Job creation slowed sharply in March: Labor Dept.

President Trump signs an executive order on American energy policy and climate regulations. March 28, 2017. Courtesy: White House
President Donald Trump signs an executive order on U.S. energy policy and climate regulations, on March 28, 2017, at the Environmental Protection Agency in Washington, D.C. Looking on and smiling are EPA Administrator Scott Pruitt, at left wearing blue tie. White House photo)

WASHINGTON – Hiring in the United States slowed dramatically in March, with the U.S. economy creating 98,000 jobs – only about half of the 180,000 that economists had forecast, according to data the Labor Department released Friday

The new figure represented the weakest job creation since May 2016.

The January and February numbers were revised lower by a combined 38,000 jobs.
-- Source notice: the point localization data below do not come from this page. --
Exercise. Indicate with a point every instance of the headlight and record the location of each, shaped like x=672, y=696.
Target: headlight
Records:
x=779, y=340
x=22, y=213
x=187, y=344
In January the economy created 216,000 jobs, not 238,000; the revised number for February was 219,000, not 235,000.

The bright spot in the latest government jobs report was that the overall unemployment rate continues to drop. The unemployment rate fell from 4.7 percent to 4.5 percent in March, the lowest level since May 2007. Economists believe an unemployment rate of 4-5 percent represents full employment – as in, anyone who wants a job has one. The number of unemployed people declined from 326,000 to 7.2 million  in March, according to the data.

Employment increased in professional and business services, with 56,000 jobs being added. The mining sector added 11,000 jobs.

March marks the 78th consecutive month of job growth – the longest since official record-keeping began in 1939.

One glaring trend in the data is the weakness in retail jobs. In March, retail lost 29,700 jobs. That follows a loss of 30,000 jobs in February. Bankruptcies and store closings continue to plague retailers, who face stiff competition from online retailers such as Amazon.

Average hourly earnings are still on the rise, increasing 5 cents in March to $26.14, according to the report.

Some analysts believe the major storm on the East Coast in March skewed some of the jobs figures and are waiting to see what happens in the April. The construction industry had gained 59,000 jobs in February but added just 6,000 in March. Many analysts blame the blizzard for the slowdown but some fear the demand for new construction could be weakening.